Last weekend saw protests in Odessa over the unveiling of a monument to Katherine the Great, the Russian Empress who initiated the often brutal conquest and colonisation of eighteenth century Ukraine. The monument has angered and infuriated Cossack groups who regard Katherine as an evil influence responsible for destroying their ancestors’ way of life and ushering in a despotic era of russification and oppression.
Such claims may well be historically accurate, but they ignore the inescapable truth that if this monument to Katherine is really an unacceptable stain on Ukraine’s national honour, then so is Odessa itself. After all, this is a city which often cheerfully pokes fun at the pretensions of the independent Ukrainian state and proudly guards its historical associations with the Russian past while maintaining an air of utter indifference towards the political squabbles of the age. It is a city state of enormous parochialism that is among the pearls of modern Ukraine but one which would no doubt be horrified to hear of itself referred to as such. You could call it an accident of geography if you like, but Odessa and Ukraine are stuck with each other and it is about time everybody got used to the fact.

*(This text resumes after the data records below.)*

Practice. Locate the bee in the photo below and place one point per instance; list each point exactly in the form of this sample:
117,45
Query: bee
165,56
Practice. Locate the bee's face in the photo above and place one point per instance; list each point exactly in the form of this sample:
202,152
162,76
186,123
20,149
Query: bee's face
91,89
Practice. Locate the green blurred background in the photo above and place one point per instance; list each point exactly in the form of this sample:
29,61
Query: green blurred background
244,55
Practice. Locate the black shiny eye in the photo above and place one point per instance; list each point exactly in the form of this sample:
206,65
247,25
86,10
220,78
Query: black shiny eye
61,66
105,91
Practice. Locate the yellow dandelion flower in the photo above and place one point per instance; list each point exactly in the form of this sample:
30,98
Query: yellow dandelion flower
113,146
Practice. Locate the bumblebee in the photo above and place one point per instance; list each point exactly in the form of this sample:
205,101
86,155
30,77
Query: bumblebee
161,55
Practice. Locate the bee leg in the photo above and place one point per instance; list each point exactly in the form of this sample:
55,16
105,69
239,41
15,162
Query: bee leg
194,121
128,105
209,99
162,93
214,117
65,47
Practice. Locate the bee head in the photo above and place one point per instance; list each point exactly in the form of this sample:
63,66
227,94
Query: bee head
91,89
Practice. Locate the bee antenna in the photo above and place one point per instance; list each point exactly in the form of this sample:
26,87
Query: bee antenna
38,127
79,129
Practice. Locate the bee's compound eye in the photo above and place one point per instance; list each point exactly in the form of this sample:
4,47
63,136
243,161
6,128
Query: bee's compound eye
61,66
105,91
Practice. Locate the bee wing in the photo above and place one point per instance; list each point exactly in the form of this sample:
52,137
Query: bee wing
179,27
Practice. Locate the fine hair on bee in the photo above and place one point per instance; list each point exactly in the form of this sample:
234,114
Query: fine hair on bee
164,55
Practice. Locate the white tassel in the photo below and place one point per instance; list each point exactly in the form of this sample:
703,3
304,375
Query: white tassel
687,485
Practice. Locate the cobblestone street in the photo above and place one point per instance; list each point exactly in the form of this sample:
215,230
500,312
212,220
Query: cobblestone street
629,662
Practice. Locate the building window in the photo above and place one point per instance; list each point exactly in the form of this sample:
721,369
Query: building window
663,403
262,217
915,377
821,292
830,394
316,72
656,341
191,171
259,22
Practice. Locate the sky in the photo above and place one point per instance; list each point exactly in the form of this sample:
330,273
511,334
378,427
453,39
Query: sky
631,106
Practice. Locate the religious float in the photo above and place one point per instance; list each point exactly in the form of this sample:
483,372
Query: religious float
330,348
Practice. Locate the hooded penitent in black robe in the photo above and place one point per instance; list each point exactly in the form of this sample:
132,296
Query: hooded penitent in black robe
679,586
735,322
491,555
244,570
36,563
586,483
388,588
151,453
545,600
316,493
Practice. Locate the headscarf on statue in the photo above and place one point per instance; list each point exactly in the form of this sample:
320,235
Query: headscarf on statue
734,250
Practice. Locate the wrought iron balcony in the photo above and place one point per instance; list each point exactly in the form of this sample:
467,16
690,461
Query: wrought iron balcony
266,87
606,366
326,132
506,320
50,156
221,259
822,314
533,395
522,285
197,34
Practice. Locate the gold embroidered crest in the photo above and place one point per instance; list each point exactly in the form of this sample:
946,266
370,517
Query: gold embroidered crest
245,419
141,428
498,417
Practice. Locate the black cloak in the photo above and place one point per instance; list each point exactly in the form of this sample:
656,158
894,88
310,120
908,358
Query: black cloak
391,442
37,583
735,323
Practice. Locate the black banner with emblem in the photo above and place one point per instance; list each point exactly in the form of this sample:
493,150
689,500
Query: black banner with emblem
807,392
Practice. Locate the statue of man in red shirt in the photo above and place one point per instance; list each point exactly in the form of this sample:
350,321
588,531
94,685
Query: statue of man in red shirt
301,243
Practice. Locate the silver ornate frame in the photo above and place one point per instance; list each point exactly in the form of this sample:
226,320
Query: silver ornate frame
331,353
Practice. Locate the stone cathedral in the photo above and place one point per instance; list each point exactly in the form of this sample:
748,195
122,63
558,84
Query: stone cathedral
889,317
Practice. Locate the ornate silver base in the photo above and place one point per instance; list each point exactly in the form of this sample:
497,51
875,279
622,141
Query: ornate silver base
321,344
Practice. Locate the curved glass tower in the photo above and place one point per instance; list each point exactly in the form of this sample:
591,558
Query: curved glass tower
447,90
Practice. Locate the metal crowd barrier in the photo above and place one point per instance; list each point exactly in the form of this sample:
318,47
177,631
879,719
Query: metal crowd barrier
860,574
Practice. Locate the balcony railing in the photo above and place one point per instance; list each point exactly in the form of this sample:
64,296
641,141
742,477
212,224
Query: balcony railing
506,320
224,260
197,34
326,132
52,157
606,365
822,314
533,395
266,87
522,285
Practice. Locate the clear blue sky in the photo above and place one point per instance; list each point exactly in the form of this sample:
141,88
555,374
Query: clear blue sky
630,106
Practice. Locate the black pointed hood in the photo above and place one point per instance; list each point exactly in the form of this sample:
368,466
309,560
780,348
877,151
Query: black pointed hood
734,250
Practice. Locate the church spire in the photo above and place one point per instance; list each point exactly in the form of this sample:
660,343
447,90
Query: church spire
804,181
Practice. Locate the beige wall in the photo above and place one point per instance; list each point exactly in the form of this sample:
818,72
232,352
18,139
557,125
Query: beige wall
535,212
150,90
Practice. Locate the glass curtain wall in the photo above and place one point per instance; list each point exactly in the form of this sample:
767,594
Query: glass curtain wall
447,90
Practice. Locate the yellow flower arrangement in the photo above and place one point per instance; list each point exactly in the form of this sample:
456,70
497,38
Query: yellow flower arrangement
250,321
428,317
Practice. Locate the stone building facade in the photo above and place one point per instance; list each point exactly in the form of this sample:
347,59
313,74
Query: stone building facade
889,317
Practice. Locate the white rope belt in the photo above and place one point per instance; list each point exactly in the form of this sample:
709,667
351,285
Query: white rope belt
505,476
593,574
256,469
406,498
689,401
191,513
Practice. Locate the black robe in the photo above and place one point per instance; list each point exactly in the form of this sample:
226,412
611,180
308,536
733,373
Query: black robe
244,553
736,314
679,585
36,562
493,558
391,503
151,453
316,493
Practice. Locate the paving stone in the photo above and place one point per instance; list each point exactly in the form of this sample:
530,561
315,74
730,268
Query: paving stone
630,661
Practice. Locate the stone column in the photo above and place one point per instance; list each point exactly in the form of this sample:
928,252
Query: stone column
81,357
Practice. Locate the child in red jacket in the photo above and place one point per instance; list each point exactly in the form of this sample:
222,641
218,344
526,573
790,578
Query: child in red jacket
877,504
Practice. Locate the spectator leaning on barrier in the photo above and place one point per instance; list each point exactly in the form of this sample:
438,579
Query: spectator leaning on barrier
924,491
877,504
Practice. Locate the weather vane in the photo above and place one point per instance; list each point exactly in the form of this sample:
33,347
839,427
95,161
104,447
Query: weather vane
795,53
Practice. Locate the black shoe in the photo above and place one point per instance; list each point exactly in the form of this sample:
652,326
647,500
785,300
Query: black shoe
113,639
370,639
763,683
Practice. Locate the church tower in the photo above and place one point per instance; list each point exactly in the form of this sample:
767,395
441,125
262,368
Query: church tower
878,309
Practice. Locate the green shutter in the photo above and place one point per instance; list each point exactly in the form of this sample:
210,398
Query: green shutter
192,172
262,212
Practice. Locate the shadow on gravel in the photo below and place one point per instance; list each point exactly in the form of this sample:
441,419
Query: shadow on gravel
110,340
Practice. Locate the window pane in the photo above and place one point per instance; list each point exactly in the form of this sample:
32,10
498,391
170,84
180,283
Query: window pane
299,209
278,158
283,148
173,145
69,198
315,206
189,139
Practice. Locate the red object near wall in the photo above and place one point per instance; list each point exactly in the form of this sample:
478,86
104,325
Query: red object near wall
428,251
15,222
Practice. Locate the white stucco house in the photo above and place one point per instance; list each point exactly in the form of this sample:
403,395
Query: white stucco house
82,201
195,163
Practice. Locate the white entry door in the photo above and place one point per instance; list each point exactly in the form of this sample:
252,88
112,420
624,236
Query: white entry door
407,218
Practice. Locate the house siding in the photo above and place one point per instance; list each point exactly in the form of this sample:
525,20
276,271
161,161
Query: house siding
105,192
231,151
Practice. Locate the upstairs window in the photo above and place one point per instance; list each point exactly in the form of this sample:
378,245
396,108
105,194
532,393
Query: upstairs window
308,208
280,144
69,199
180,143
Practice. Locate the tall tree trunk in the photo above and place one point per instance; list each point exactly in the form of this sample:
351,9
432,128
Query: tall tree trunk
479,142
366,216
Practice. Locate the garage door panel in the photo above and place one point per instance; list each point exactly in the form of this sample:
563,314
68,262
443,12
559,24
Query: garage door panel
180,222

While there is no doubting that officials behind this latest monument are guilty of deliberately playing on divisive attitudes towards the country’s history, it is impossible to deny that they are also very much in tune with local sentiment, which is as resistant to historical revisionism as areas elsewhere in the Ukrainian heartland were to Soviet rule. Nor are such historically confrontational gestures restricted to Ukraine’s pale of Russian sentiment. Traditional centres of Ukrainian nationalism are often just as guilty as the Russophiles of demonstrating their inability to work towards any sort of consensus, and officials were busy last week erecting monuments to controversial Second World War guerrilla leader and nationalist figurehead Stepan Bandera in western Ukraine.
Both parties would no doubt claim, with much justification, that it is their sacred right and obligation to pursue these highly emotive historical missions, but is this really the way to build a better country? At what point will the various parties decide that it is time to try and focus on what unites the population rather than harping on endlessly about issues which can only divide them?
The fact that monuments to eighteenth century Russian rulers are being erected now, sixteen years since Ukraine declared independence, is a sign of how little has been done to heal the wounds of the past and how much time has been wasted exploiting perceived historical injuries for short-term political gain.
It would be unfair to blame the political classes exclusively for this abject failure, as the general population has consistently displayed a remarkable lack of enthusiasm for any of the many parties over the years who have tried to campaign on a ticket of non-partisan bridge-building.
The truth is that Ukraine remains in many senses a country trapped in its own past and it is hard to see it ever reaching true maturity until this is rectified. There are promising signs in the lack of emphasis being placed on historical ties and linguistic issues in the current election campaign, and the prize that awaits the political leader who can actually overcome the historical prejudices and paranoia of the country is potentially huge.
As it stands, though, the only sentiment that the entire population seems to share is one of disdain for the political classes in general, an irony which would go down just as well in Odessa as it would in Kyiv or Lviv.